Un autre enjeu crucial dans Job est celui de la procréation, puisque c’est à travers ses enfants que Job est d’emblée mis à l’épreuve, et que ses enfants « renaîtront » en quelque sorte, à la fin, lorsque ses épreuves s’achèvent. Ce ne sont bien sûr pas les mêmes enfants qui meurent au début et sont engendrés à la fin, mais le texte est si succinct à ce propos que c’est comme si la procréation des uns au dernier chapitre compensait l’atroce perte des autres au premier, au même titre que les troupeaux et les richesses de Job qui lui sont « rendus » en conclusion.
On peut lire un épisode de tentation au moyen de la procréation, dans la Bible, c’est, au premier Livre de Samuel, l’histoire de Hanna et de Pennina, femmes d’Elkana. Pennina exaspère sa rivale stérile, Hanna, afin de mettre sa foi à l’épreuve, explique le Talmud. Cette petite histoire de stérilité et de rivalité intéresse d’autant plus le christianisme que le fils que Dieu va enfin accorder à Hanna est Samuel, qui oindra le premier « messie » David, dont Jésus comme on sait descend. Ce commentaire du Talmud est accompagné d’un autre selon lequel Satan s’inquiétait de ce que Dieu, favorisant Job, risquait d’oublier l’amour d’Abraham. C’est ainsi pour « servir le ciel » qu’il convainquit Dieu de le laisser tenter son gâté serviteur. Et le Talmud conclut de manière comique que « lorsque R. Aha ben Jacob fit ce commentaire à Papounia, Satan vint lui baiser les pieds ».

Ce qui nous ramène au diable.
Non seulement le diable est au principe de l’impudeur, mais l’impudicité du diable ne s’est jamais autant manifestée que dans et par le Spectacle, soit ce qui s’exhibe de force pour contrecarrer l’invisibilité musicale des lettres.
L’impudence, le cynisme de l’impudeur (Diogène se masturbe en public) triomphent aujourd’hui dans l’industrie pornographique, dont le film porno n’est en un sens que la partie visible. Or qu’est-ce qui caractérise le film porno ? quel en est le leitmotiv ? L’éjaculation visible. La pornographie est diabolique au sens où elle vise à prouver l’irréalité spectaculaire du principe de procréation. La loi symbolique du film porno, c’est la non-procréation onaniste, puisque le héros y éjacule toujours de visu. Rien de plus répétitif qu’une copulation, et l’éjaculation impudique du film porno est là pour montrer que tout peut aussi bien se faire en pleine lumière.

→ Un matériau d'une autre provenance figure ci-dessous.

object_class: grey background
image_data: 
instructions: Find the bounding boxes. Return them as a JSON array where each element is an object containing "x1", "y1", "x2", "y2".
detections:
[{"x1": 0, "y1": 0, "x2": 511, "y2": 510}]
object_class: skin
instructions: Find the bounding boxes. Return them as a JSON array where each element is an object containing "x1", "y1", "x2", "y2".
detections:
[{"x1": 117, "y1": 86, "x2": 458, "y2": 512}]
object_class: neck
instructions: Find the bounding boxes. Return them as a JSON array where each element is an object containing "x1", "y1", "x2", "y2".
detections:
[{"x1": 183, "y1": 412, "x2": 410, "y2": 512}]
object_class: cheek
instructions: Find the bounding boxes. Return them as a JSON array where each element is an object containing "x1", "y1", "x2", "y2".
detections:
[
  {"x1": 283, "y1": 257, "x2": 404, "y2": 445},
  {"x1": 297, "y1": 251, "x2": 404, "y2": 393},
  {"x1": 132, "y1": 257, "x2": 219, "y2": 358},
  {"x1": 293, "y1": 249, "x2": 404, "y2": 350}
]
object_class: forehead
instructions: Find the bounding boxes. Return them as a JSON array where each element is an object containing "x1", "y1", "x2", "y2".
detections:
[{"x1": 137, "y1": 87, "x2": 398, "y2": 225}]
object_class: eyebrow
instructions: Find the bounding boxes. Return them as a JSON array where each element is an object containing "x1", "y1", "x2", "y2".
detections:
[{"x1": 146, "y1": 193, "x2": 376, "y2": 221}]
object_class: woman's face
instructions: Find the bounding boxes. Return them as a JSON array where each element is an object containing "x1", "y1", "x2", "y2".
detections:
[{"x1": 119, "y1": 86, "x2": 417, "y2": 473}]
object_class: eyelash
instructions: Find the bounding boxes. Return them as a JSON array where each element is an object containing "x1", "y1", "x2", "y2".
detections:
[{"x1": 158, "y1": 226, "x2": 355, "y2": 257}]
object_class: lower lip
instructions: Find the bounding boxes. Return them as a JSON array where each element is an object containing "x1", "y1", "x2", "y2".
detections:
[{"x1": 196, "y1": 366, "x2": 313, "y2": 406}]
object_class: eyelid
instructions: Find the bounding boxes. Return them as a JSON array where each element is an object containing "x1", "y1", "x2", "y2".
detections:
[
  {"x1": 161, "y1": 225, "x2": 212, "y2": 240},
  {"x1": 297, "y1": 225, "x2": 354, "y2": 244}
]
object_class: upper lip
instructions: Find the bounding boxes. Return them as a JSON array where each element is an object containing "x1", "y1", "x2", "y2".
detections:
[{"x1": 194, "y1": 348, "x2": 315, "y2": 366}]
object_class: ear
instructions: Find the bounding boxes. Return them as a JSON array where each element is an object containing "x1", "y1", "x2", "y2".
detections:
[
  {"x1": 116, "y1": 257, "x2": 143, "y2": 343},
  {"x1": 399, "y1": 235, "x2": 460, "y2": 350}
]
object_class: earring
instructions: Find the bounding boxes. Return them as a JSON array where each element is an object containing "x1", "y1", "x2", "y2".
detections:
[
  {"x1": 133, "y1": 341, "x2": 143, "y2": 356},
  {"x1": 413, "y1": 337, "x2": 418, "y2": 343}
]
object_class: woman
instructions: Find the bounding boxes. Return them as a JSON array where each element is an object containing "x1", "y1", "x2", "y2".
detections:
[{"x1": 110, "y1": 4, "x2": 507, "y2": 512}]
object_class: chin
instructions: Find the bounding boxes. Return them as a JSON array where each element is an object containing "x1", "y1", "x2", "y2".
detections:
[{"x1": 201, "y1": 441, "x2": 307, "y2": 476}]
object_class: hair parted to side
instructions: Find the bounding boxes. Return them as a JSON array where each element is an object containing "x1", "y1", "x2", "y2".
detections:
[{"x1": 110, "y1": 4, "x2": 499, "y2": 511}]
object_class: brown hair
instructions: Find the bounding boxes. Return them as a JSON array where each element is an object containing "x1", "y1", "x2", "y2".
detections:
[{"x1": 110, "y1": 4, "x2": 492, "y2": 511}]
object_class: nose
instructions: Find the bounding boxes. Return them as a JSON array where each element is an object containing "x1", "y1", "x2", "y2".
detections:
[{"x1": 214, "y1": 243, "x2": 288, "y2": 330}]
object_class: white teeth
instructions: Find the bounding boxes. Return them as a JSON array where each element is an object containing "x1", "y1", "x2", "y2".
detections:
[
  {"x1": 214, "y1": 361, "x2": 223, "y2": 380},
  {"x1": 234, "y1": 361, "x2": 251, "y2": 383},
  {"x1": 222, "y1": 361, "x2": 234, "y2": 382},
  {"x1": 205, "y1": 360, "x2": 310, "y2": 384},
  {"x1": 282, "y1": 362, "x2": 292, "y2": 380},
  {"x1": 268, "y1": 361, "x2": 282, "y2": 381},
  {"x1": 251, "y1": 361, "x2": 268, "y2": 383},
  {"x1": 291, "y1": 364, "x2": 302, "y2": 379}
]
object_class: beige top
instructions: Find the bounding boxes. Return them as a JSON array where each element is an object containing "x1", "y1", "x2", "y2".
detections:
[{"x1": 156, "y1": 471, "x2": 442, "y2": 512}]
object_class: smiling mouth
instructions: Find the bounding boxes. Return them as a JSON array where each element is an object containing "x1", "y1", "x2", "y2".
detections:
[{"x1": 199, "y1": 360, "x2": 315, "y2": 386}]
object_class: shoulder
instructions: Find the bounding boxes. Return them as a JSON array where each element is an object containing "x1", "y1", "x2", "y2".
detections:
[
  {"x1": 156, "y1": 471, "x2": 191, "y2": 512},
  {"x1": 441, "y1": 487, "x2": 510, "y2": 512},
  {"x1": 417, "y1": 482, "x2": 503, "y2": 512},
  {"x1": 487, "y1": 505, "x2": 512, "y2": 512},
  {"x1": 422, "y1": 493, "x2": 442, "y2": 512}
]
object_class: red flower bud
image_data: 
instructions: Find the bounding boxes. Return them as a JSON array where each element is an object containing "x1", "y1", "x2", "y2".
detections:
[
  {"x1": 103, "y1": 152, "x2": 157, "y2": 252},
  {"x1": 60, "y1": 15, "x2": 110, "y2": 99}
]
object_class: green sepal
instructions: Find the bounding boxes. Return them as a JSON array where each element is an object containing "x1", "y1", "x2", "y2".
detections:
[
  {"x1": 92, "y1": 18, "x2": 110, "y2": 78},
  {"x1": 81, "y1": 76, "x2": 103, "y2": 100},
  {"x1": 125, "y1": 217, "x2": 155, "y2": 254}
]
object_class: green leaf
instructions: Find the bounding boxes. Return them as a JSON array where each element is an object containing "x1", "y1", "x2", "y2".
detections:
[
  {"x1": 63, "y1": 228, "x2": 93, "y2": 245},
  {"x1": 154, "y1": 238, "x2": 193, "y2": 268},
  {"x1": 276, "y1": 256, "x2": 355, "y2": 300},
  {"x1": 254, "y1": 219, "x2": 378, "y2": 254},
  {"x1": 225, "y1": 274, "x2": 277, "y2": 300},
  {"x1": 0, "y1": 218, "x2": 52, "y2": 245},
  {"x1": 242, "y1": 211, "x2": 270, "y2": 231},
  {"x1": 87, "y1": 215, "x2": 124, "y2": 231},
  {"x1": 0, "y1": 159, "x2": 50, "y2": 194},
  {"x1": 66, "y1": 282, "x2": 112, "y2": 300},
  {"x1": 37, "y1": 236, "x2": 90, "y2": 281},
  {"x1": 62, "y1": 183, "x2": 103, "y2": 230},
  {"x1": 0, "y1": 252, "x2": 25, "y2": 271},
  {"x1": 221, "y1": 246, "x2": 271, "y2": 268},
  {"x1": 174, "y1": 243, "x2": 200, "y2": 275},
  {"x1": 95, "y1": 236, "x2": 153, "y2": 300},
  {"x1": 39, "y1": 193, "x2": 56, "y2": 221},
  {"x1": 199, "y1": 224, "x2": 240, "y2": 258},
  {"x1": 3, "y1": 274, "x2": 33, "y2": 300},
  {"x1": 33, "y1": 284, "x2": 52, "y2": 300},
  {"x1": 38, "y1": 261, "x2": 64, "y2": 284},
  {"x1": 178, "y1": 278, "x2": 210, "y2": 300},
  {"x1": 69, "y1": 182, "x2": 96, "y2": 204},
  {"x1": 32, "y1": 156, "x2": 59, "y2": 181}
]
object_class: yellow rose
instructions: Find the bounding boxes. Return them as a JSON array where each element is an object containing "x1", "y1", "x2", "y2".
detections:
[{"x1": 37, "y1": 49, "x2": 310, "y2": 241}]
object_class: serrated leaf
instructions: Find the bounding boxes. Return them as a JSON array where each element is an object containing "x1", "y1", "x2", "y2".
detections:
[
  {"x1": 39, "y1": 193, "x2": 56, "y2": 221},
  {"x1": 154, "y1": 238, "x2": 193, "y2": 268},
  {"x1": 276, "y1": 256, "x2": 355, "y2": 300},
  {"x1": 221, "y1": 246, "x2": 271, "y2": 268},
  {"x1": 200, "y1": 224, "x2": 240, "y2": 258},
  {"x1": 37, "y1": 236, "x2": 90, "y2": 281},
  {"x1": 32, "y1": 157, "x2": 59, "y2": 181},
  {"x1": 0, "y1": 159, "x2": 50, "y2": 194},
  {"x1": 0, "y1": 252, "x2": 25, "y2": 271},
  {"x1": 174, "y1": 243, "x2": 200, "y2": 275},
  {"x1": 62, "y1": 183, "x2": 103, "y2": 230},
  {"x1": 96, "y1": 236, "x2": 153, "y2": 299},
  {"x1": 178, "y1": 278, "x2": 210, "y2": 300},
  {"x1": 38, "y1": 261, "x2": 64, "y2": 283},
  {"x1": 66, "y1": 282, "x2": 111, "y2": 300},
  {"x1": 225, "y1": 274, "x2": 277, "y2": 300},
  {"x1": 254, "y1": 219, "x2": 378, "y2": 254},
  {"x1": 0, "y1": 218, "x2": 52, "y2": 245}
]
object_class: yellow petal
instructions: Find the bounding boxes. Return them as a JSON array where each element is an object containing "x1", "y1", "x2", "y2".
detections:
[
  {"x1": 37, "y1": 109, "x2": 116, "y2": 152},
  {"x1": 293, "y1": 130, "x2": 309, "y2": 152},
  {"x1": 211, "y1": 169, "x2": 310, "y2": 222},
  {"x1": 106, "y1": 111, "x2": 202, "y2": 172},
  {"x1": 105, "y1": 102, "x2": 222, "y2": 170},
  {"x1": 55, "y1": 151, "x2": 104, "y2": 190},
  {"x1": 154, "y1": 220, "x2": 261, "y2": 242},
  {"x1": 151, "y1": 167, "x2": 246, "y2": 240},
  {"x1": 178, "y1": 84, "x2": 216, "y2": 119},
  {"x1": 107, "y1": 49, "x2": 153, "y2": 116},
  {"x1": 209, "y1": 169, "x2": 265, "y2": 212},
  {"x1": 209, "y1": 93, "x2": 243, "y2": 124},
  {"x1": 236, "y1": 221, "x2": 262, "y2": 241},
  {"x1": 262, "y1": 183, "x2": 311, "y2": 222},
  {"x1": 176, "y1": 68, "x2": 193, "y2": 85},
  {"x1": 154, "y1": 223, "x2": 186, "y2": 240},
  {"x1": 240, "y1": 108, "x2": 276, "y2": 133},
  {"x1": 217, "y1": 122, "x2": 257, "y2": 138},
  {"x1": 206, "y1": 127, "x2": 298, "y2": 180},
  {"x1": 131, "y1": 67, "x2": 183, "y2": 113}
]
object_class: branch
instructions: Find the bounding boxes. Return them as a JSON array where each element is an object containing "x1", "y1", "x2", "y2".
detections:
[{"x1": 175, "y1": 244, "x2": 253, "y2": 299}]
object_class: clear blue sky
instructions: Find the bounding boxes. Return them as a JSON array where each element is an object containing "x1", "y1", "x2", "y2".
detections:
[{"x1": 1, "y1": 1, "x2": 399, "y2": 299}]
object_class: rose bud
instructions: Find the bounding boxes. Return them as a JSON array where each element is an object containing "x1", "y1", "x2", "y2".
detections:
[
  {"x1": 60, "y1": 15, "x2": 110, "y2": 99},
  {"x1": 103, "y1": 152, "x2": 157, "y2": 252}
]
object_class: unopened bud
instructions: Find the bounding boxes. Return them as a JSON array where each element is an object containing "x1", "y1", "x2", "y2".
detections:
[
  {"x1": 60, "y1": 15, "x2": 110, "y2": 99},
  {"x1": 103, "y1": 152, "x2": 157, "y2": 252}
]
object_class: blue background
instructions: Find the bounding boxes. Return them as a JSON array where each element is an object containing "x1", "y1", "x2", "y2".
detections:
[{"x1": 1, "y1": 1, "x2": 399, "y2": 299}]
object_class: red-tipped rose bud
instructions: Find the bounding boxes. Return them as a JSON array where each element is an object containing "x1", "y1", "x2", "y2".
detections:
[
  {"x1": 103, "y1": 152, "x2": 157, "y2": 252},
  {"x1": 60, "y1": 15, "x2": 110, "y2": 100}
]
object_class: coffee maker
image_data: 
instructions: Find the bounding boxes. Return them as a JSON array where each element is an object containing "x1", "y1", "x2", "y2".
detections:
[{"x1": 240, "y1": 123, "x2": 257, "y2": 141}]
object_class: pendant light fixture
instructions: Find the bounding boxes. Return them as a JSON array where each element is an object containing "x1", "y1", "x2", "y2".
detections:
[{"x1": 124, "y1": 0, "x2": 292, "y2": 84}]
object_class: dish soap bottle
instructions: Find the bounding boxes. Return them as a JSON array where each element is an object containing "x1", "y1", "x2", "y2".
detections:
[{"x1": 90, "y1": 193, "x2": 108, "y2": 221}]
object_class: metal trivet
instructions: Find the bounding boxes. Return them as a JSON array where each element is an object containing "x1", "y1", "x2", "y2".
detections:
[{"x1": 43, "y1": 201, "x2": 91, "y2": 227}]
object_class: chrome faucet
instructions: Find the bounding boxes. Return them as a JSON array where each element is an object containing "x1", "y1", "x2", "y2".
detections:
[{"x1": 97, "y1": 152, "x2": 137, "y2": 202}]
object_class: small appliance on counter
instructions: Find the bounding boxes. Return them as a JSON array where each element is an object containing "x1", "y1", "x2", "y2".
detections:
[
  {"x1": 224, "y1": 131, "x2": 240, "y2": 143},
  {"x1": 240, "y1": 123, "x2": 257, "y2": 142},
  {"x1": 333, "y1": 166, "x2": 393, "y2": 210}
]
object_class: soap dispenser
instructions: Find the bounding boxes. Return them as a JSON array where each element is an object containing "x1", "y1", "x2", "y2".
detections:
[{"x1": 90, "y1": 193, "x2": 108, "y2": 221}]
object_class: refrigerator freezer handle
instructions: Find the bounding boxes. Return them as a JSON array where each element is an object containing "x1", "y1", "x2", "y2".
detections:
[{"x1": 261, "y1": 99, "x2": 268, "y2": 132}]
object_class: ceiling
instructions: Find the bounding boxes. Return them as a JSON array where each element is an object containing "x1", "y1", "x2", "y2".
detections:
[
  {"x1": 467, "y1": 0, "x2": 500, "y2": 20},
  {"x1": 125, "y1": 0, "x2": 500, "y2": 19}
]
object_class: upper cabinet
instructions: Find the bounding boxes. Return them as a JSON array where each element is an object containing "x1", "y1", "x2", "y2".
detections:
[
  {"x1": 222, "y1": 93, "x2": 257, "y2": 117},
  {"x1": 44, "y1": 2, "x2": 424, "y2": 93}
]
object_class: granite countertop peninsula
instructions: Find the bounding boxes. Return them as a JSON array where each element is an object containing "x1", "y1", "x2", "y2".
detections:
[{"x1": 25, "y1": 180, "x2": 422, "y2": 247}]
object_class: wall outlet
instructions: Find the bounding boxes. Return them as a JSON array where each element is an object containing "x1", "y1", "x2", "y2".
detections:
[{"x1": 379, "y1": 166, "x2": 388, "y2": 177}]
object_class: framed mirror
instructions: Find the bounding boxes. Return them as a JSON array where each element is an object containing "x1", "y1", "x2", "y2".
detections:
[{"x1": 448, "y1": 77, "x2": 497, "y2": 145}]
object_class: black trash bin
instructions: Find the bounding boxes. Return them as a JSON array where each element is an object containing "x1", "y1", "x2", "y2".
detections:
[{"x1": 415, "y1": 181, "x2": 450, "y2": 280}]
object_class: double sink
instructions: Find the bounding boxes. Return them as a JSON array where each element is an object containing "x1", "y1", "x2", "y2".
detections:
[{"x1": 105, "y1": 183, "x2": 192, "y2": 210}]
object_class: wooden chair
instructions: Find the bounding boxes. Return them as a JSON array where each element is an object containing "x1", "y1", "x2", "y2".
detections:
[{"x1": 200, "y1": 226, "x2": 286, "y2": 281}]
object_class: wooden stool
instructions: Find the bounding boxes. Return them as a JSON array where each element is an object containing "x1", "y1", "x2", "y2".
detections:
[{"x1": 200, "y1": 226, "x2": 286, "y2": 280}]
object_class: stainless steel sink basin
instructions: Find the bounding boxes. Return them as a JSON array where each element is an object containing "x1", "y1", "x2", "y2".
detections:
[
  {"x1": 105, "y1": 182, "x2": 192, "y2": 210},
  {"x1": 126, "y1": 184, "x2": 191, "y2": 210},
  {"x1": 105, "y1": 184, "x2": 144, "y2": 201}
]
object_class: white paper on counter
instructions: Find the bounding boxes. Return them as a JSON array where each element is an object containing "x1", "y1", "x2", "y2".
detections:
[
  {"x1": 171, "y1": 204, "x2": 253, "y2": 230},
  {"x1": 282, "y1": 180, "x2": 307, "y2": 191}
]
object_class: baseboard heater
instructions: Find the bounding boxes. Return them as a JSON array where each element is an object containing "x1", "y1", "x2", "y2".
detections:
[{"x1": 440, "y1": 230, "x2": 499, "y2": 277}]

Son inverse est, de ce point de vue, ce qu’on appelait autrefois la jaculation, soit la prière issue de l’intimité nocturne.
Ce dont la pornographie doit nous convaincre, c’est en réalité que la procréation peut et doit se faire à la lumière artificielle.
Pourquoi le diable s’en prend-il à la procréation naturelle (ce qui est le vrai crime d’Onan, non pas tant la masturbation que le refus de procréer) ? Parce qu’un génie peut apparaître n’importe quand.
Mallarmé l’a énoncé, dans un merveilleux sonnet théologique de sa jeunesse : « Et de ce qu’une nuit, sans rage et sans tempête / Ces deux êtres se sont accouplés en dormant (tout est là ! Le génie peut jaillir du sommeil de la bêtise...), / Ô Shakespeare et toi Dante, il peut naître un poète. »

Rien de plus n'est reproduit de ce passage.